His to Howl, Hers to Ignite
Chapter 61: New Identity.
CHAPTER 61: NEW IDENTITY.
Raquel was running.
She couldn’t see what was chasing, but she had the crushing certainty that if she stopped, it would catch up with her. So she kept running. The hallways stretched on forever, lined by unfamiliar walls covered in portraits of older people she couldn’t recognize.
She finally burst into a classroom full of students. They sat neatly on their desks, but the faces staring back at her weren’t familiar.
"Who are you? Where am I?" She asked shakily.
Their mouths moved, whispering a name, over and over, except it wasn’t hers. It wasn’t Raquel.
She turned to the window. Her reflection blinked back the same hair she knew, the same freckles on her face, but her eyes were strange. Instead of the usual sea-blue, they gleamed gold. Almost unreal.
"Who am I?"
"Oh no—" she exclaimed, as her face took on a new look. Her once rounded jaw became sharper at the edges, giving her a cleft chin. The soft almond shape of her eyes narrowed into slits, hardening into a siren’s gaze.
"WHAT AM I BECOMING?" She screamed out.
Then she could hear a voice, feminine but malicious, layered and echoing. She could recognize it.
"I made you and I brought you here. You are not who you think you are. You will forget your past life and do my bidding."
The sound sliced through her, and just like that, the pieces of her life started slipping away slowly, her mom’s face, her dad’s face, the smell of her old room, the memory of her friends, gone in a snap.
A new name, strange and unfamiliar, burned itself into her mind, Raquel forgotten.
Her hands flew to her head, "ARGHHHH..." She screamed.
Raquel shot up in bed with a jolt so hard it rattled her bed frame. Her chest heaved, air scraping out of her throat in short gasps. She shoved the sheets off, slick with sweat, her hands shaking.
For a second, she didn’t know where she was, her mind was still half in that classroom, half in her bedroom.
"Raquel!"
Liam was already beside her. He jumped from the couch the second she cried out. His hands gripped her shoulders, steadying her. "Look at me. Look at me, Raquel. It’s just a dream."
Her vision blurred with hot tears. "It... it didn’t feel like a dream."

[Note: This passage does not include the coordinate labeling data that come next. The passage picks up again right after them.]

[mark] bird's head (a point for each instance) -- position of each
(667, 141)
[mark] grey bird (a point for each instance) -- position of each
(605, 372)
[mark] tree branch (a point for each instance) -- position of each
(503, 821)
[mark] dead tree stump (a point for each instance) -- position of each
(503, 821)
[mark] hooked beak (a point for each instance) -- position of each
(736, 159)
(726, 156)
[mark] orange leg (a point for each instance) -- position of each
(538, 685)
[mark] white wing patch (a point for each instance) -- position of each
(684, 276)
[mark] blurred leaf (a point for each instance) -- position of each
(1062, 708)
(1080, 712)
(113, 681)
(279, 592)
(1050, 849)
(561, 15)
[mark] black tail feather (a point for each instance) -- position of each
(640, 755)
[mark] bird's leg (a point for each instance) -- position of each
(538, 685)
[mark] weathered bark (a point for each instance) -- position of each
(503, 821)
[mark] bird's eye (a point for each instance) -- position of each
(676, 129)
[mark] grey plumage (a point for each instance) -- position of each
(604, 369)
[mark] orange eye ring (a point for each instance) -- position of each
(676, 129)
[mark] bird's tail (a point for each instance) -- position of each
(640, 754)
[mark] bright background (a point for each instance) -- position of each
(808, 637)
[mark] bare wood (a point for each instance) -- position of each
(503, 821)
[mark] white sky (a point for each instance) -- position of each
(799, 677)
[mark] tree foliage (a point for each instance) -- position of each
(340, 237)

"I know." He slid onto the bed beside her, pulling her against him until her head rested against his chest. His shirt was warm and smelled faintly of their body wash. Normal. Human. Real. His heartbeat thudded steady under her ear, and she clung to it because it was real.
"Breathe," he said quietly, matching her rhythm with his. "In, out. With me."
Her body slowly obeyed, though the trembling didn’t stop. She swallowed hard. "Something’s wrong with me."
Liam pulled back just enough to look at her, his eyes soft and caring. Then, he smoothed her damp hair back from her face and said, "You’re okay. You’re here. It was just a bad dream."
She wanted to believe him. She wanted to sink into his voice and let it be enough. But deep down, she knew this was more than that.
Because Mira’s words still echoed, low and merciless, at the back of her skull.
’I made you and I brought you here. You’re not who you think you are.’
Liam stayed with her, rocking her from side to side until she felt calm again.
—-
Finally, Raquel lay back down, Liam’s one arm draped protectively across her. He kept listening, not for her, she was quiet now, but for himself.
This thing wasn’t just with her.
He’d felt it since last night. He’d noticed the change in his own body too and nothing felt right anymore.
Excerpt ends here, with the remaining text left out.